La SCI est une société civile à objet immobilier patrimonial, ouverte à tout associé (famille ou non), idéale pour la location nue. La SARL de famille est une société commerciale réservée à un cercle familial restreint, qui permet d’exercer une activité de location meublée tout en restant à l’impôt sur le revenu. La distinction se joue sur la nature juridique, les associés autorisés et le régime des activités locatives.
SCI ou SARL de famille : laquelle est la plus adaptée pour la location meublée ?
La SARL de famille, sans hésitation. La SCI ne peut pas exercer d’activité de location meublée sans basculer à l’impôt sur les sociétés, ce qui change toute sa fiscalité et ses conséquences à la revente. La SARL de famille, elle, permet de faire de la location meublée tout en gardant l’impôt sur le revenu.
Quels sont les avantages d’une SARL de famille par rapport à une SCI ?
Trois avantages principaux : la possibilité d’exercer une activité de location meublée à l’IR, la responsabilité limitée aux apports (et non indéfinie comme en SCI), et un cadre juridique de société commerciale (statuts encadrés, comptabilité rigoureuse). En contrepartie, le cercle des associés est strictement familial et la gestion est plus exigeante.
Qui peut être associé dans une SARL de famille ?
Uniquement des membres d’une même famille au sens strict : parents en ligne directe (grands-parents, parents, enfants, petits-enfants), frères et sœurs, conjoints ou partenaires de PACS. Si un associé extérieur entre au capital, l’option SARL de famille tombe et la société redevient une SARL classique soumise à l’impôt sur les sociétés.
Peut-on transformer une SCI en SARL de famille ?
Oui, c’est possible, mais cela implique de transformer une société civile en société commerciale — donc reformulation des statuts, valorisation du patrimoine, et potentiellement traitement d’une plus-value latente. Mieux vaut, dans la mesure du possible, choisir la bonne structure dès le départ.

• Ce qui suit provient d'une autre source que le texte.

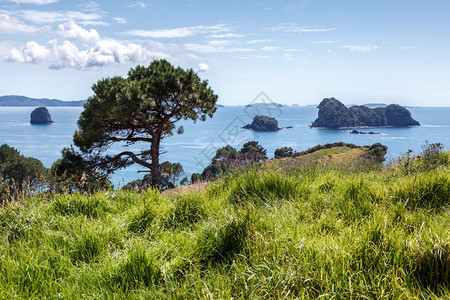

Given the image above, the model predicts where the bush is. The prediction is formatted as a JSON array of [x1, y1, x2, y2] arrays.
[[112, 245, 162, 291], [274, 147, 294, 158], [195, 210, 254, 265]]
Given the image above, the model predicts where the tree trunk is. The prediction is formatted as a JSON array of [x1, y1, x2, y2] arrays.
[[150, 137, 161, 190]]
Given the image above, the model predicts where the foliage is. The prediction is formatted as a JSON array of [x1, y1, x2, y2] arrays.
[[243, 115, 280, 131], [274, 147, 294, 159], [201, 141, 267, 180], [0, 146, 450, 299], [239, 141, 267, 162], [123, 161, 184, 191], [74, 60, 217, 188], [311, 98, 420, 128], [394, 141, 450, 174], [0, 144, 47, 204]]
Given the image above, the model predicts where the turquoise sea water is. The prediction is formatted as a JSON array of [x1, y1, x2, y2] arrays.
[[0, 106, 450, 186]]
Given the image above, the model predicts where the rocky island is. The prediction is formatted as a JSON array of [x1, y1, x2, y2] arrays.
[[30, 106, 53, 124], [242, 116, 281, 131], [311, 98, 420, 128]]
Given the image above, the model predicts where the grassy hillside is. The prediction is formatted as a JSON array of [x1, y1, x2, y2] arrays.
[[0, 148, 450, 299]]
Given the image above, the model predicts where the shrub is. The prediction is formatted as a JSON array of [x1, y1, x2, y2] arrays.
[[128, 205, 156, 233], [274, 147, 294, 158], [195, 210, 255, 265], [166, 194, 206, 228]]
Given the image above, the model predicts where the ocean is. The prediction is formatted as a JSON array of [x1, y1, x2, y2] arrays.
[[0, 106, 450, 187]]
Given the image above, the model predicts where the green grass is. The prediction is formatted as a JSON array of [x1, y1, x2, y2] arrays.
[[0, 149, 450, 299]]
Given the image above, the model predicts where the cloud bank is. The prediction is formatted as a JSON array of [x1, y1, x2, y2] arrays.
[[8, 22, 169, 70]]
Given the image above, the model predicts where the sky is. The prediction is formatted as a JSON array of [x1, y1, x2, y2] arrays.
[[0, 0, 450, 106]]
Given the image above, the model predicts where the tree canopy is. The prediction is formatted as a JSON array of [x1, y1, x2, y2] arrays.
[[74, 60, 218, 187], [0, 144, 47, 203]]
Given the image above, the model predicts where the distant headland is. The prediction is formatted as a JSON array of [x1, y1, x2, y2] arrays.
[[0, 95, 86, 107], [311, 98, 420, 128]]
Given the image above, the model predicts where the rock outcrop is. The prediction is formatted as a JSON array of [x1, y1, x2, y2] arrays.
[[311, 98, 420, 128], [242, 116, 281, 131], [30, 106, 53, 124]]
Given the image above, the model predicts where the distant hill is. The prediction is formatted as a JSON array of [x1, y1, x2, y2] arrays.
[[311, 98, 420, 128], [0, 95, 86, 106]]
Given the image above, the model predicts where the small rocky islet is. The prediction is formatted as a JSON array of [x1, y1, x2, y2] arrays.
[[30, 106, 54, 125]]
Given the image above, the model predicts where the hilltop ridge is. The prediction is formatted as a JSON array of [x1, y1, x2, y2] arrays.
[[0, 95, 86, 106]]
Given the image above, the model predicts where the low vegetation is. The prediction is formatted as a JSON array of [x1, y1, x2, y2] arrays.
[[0, 145, 450, 299]]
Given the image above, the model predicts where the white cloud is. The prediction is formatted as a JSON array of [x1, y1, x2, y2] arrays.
[[2, 0, 59, 5], [8, 23, 170, 70], [8, 41, 51, 63], [209, 32, 244, 39], [127, 24, 231, 38], [262, 46, 283, 52], [197, 63, 210, 72], [268, 24, 336, 33], [341, 45, 378, 52], [127, 1, 147, 8], [18, 10, 104, 24], [184, 41, 253, 53], [245, 40, 272, 45], [311, 41, 336, 45], [0, 14, 38, 34], [113, 18, 127, 24], [58, 22, 100, 43]]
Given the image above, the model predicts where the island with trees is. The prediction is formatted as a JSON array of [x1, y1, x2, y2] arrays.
[[242, 115, 281, 131], [0, 60, 450, 299], [30, 106, 54, 124], [311, 98, 420, 128]]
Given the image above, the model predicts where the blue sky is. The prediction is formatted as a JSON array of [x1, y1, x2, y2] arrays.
[[0, 0, 450, 106]]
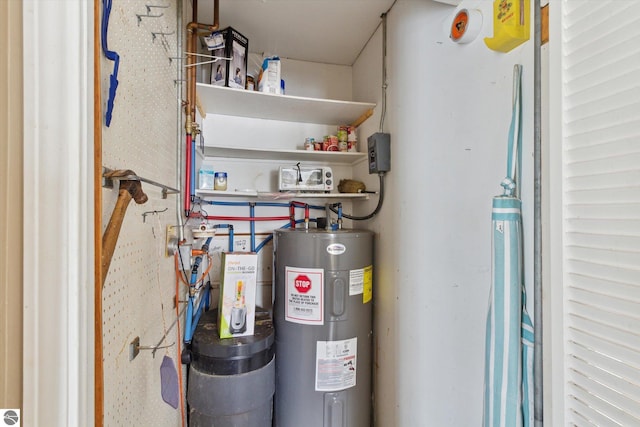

SCI ou SARL de famille : laquelle pour transmettre son patrimoine immobilier ?
Les deux structures permettent une transmission optimisée des parts sociales par paliers d’abattement (100 000 € par parent et par enfant tous les 15 ans). La SCI est la plus utilisée pour la transmission pure d’un patrimoine immobilier détenu en commun. La SARL de famille combine transmission et activité locative meublée structurée — elle conviendra mieux si la famille porte un vrai projet d’exploitation locative.